С минуту неподвижный и бесчувственный стоял он среди своей великолепной мастерской. Весь состав, вся жизнь его была разбужена в одно мгновенье, как будто молодость возвратилась к нему, как будто потухшие искры таланта вспыхнули снова. С очей его вдруг слетела повязка. Боже! И погубить так безжалостно лучшие годы своей юности; истребить, погасить искру огня, может быть, теплившегося в груди, может быть, развившегося теперь в величии и красоте, может быть, также исторгнувшего бы слезы изумления и благодарности! И погубить все это, погубить без всякой жалости! Казалось, как будто в эту минуту разом и вдруг ожили в душе его те напряжения и порывы, которые некогда были ему знакомы. Он схватил кисть и приблизился к холсту. Пот усилия проступил на его лице; весь обратился он в одно желание и загорелся одною мыслию: ему хотелось изобразить отпадшего ангела. Эта идея была более всего согласна с состоянием его души. Но, увы! фигура его, позы, группы, мысли ложились принужденно и несвязно. Кисть его и воображение слишком уже заключились в одну мерку, и бессильный порыв преступить границы и оковы, им самим на себя наброшенные, уже отзывался неправильностию и ошибкою. Он пренебрег утомительную, длинную лестницу постепенных сведений и первых основных законов будущего великого. Досада его проникла. Он велел вы-несть прочь из своей мастерской все последние произведения, все безжизненные модные картинки, все портреты гусаров, дам и статских советников. Заперся один в своей комнате, не велел никого впускать и весь погрузился в работу. Как терпеливый юноша, как ученик, сидел он за своим трудом. Но как беспощадно-неблагодарно было все то, что выходило из-под его кисти! На каждом шагу он был останавливаем незнанием самых первоначальных стихий; простой, незначащий механизм охлаждал весь порыв и стоял неперескочимым порогом для воображения. Кисть невольно обращалась к затверженным формам, руки складывались на один заученный манер, голова не смела сделать необыкновенного поворота, даже самые складки платья отзывались вытверженным и не хотели повиноваться и драпироваться на незнакомом положении тела. И он чувствовал, он чувствовал и видел это сам!
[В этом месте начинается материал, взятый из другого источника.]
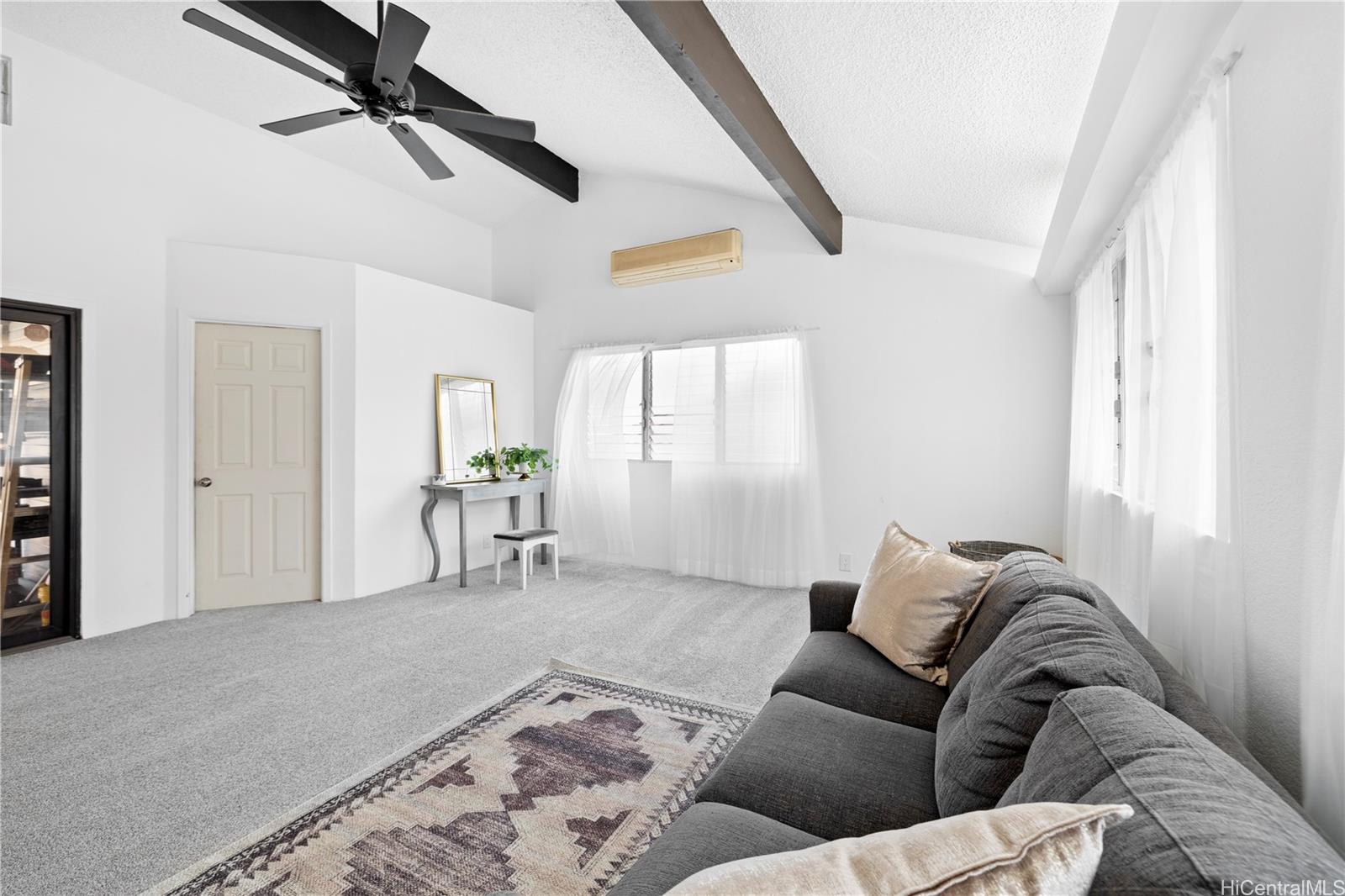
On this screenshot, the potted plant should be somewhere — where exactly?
[467,448,500,477]
[500,441,553,479]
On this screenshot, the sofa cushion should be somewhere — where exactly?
[1000,688,1345,893]
[933,594,1163,815]
[695,692,939,840]
[608,804,825,896]
[948,551,1098,690]
[771,631,948,730]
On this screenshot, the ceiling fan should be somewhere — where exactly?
[182,2,536,180]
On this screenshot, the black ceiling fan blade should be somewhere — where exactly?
[182,9,351,96]
[388,123,453,180]
[262,109,361,137]
[374,3,429,97]
[415,106,536,143]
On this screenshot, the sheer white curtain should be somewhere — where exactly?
[667,332,820,588]
[553,345,644,556]
[1300,86,1345,851]
[1065,76,1246,733]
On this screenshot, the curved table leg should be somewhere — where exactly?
[457,495,467,588]
[421,491,439,581]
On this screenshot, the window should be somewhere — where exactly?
[589,336,802,463]
[0,298,79,648]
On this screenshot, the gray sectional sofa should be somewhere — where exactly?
[612,553,1345,896]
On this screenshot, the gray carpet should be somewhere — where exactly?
[0,560,809,896]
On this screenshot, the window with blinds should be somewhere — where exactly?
[590,336,802,463]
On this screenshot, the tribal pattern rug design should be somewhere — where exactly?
[159,670,752,896]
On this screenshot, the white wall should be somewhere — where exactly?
[354,268,536,594]
[495,175,1069,578]
[0,31,491,635]
[1222,3,1345,793]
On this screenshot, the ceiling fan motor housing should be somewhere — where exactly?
[343,62,415,125]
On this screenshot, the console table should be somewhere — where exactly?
[421,477,550,588]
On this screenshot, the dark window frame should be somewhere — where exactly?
[0,298,83,651]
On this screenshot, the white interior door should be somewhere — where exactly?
[195,324,321,609]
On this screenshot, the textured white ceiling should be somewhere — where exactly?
[0,0,1112,245]
[708,0,1115,246]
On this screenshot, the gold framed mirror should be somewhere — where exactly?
[435,374,499,483]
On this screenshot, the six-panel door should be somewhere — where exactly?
[195,324,321,609]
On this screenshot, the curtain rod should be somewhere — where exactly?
[1071,49,1242,286]
[556,321,822,351]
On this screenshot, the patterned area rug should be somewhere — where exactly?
[152,670,752,896]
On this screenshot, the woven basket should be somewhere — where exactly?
[948,540,1054,560]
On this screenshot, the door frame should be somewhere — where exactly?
[0,296,83,651]
[177,311,330,619]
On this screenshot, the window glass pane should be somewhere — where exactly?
[0,316,52,638]
[724,339,799,464]
[650,345,717,460]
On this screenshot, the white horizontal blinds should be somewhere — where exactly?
[651,336,802,463]
[587,351,643,460]
[721,336,800,464]
[650,345,718,460]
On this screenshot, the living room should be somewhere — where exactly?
[0,0,1345,896]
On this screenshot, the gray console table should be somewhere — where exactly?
[421,477,550,588]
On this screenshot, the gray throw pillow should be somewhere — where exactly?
[948,551,1098,690]
[935,594,1163,817]
[1000,688,1345,894]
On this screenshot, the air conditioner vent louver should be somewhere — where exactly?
[612,229,742,287]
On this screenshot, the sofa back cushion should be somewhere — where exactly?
[935,594,1163,817]
[1000,688,1345,893]
[948,551,1098,690]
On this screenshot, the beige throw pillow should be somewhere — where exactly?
[668,804,1134,896]
[847,524,1000,685]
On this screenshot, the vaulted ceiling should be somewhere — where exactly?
[3,0,1114,245]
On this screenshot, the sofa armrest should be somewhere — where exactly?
[809,581,859,631]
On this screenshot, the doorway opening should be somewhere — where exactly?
[0,298,81,650]
[193,323,321,609]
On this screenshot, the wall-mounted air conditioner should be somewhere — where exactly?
[612,229,742,287]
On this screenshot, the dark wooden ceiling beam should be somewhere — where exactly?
[617,0,842,256]
[220,0,580,202]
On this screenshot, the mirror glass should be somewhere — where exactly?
[435,374,499,482]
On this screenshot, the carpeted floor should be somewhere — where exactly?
[0,560,809,896]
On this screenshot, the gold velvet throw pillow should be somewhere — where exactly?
[668,804,1134,896]
[847,524,1000,685]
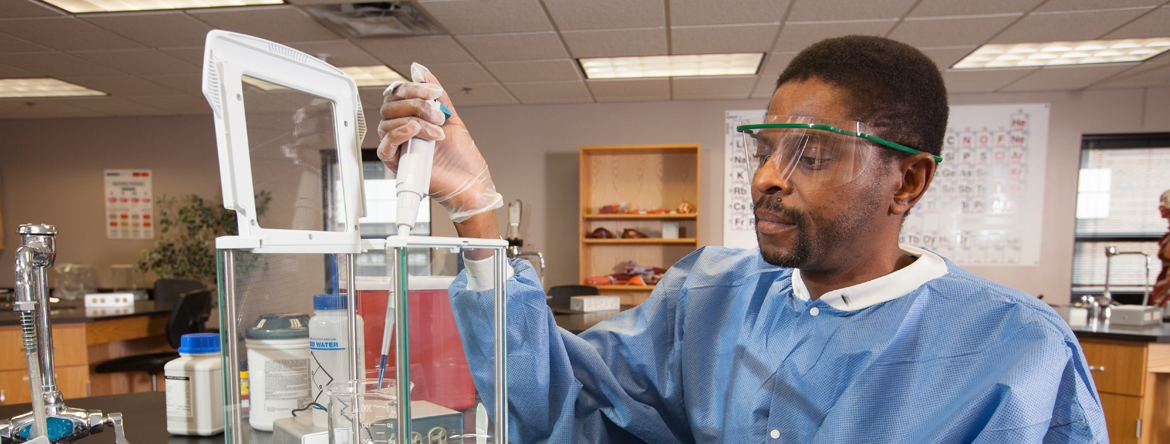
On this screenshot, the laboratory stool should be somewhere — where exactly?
[94,289,212,391]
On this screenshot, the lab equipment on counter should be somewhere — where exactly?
[202,30,510,444]
[164,333,223,436]
[309,294,365,428]
[0,224,128,444]
[245,313,312,431]
[508,199,544,284]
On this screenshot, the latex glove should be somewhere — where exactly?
[378,63,503,223]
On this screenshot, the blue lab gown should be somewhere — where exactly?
[450,247,1108,443]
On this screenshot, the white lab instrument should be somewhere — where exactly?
[163,333,223,436]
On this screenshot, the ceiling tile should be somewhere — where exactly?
[560,28,667,57]
[0,57,37,78]
[772,20,897,52]
[0,34,53,54]
[585,78,670,102]
[943,68,1038,94]
[483,59,581,83]
[544,0,664,30]
[289,40,383,67]
[126,95,212,115]
[1035,0,1165,12]
[918,46,978,70]
[437,83,519,106]
[991,9,1151,43]
[392,62,496,84]
[69,49,200,75]
[187,6,340,45]
[0,53,125,77]
[759,52,799,76]
[0,18,143,50]
[0,0,66,19]
[1104,6,1170,39]
[504,81,593,104]
[670,0,789,26]
[159,47,204,66]
[420,0,552,35]
[787,0,917,21]
[353,35,474,66]
[61,97,166,116]
[1089,63,1170,89]
[670,23,780,54]
[77,11,212,48]
[0,98,95,118]
[143,74,204,97]
[1000,64,1134,91]
[54,75,176,97]
[907,0,1044,16]
[888,14,1019,47]
[670,75,757,100]
[455,33,569,62]
[749,76,776,100]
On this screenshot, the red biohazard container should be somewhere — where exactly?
[348,276,475,410]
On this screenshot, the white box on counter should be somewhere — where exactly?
[569,296,621,312]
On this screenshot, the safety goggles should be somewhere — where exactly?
[736,116,943,190]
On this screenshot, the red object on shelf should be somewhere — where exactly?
[357,276,475,410]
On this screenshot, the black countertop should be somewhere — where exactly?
[0,301,171,326]
[0,391,223,444]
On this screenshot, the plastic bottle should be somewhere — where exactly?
[243,313,312,431]
[309,294,365,428]
[164,333,223,436]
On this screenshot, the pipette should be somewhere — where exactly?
[378,81,450,389]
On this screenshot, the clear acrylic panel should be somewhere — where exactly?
[242,76,345,231]
[220,244,503,444]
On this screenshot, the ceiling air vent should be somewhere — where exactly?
[304,1,443,39]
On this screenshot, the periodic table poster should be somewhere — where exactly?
[900,103,1048,266]
[723,103,1048,266]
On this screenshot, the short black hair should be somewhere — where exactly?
[776,35,950,156]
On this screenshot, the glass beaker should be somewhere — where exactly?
[324,378,414,444]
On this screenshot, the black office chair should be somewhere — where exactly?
[94,289,212,391]
[549,285,601,313]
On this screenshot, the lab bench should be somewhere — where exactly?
[0,301,174,405]
[1058,309,1170,444]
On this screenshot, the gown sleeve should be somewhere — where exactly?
[450,255,690,443]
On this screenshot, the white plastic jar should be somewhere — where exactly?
[243,313,311,431]
[309,294,365,428]
[164,333,223,436]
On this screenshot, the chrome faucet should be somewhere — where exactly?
[0,224,128,444]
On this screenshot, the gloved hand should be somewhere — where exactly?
[378,63,503,223]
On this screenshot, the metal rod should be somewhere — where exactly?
[494,248,508,443]
[393,247,411,443]
[219,250,245,444]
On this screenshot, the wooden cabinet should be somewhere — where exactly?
[578,145,704,305]
[1080,339,1170,444]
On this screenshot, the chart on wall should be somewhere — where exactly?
[900,103,1048,266]
[104,170,154,239]
[723,103,1048,266]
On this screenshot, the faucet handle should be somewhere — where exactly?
[108,414,130,444]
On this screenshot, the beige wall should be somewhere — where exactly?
[0,89,1170,301]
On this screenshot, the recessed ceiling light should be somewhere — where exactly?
[951,37,1170,69]
[42,0,284,14]
[577,53,764,80]
[0,77,106,98]
[240,64,406,91]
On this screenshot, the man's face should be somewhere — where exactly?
[751,78,893,269]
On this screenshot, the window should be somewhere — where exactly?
[1073,134,1170,303]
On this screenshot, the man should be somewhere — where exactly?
[379,36,1108,443]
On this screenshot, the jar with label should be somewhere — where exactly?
[164,333,223,436]
[309,294,365,428]
[243,313,312,431]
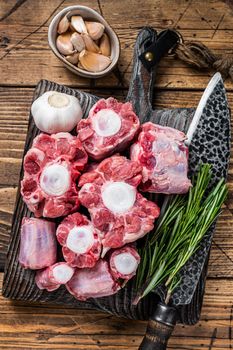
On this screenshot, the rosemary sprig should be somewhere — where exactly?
[134,164,227,304]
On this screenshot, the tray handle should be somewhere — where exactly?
[138,303,177,350]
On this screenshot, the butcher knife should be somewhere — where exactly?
[127,27,230,350]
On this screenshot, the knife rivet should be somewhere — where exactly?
[145,51,154,62]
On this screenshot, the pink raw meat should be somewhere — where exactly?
[66,260,120,300]
[109,246,140,280]
[130,122,191,194]
[57,213,101,268]
[19,217,57,270]
[35,262,75,292]
[21,133,88,218]
[77,97,139,160]
[79,156,159,255]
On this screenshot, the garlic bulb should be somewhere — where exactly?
[99,33,111,56]
[66,52,79,64]
[82,33,100,53]
[85,22,105,40]
[79,50,111,72]
[56,32,74,55]
[70,32,85,52]
[57,15,70,34]
[71,16,87,33]
[31,91,83,134]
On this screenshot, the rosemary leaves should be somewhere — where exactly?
[134,164,227,304]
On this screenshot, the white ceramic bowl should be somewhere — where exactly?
[48,5,120,78]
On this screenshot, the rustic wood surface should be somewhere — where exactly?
[0,0,233,350]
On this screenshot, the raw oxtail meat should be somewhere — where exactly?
[21,133,88,218]
[77,97,139,160]
[79,156,159,256]
[130,122,191,194]
[109,246,140,280]
[35,262,75,292]
[66,260,120,300]
[57,213,101,268]
[19,217,57,270]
– Но точно ли был у меня талант? – сказал он наконец. – Не обманулся ли я? – И произнесши эти слова, он подошел к прежним своим произведениям, которые работались когда-то так чисто, так бескорыстно, там, в бедной лачужке, на уединенном Васильевском острове, вдали людей, изобилья и всяких прихотей. Он подошел теперь к ним и стал внимательно рассматривать их все, и вместе с ними стала представать в его памяти вся прежняя бедная жизнь его.
– Да, – проговорил он отчаянно, – у меня был талант. Везде, на всем видны следы его и признаки…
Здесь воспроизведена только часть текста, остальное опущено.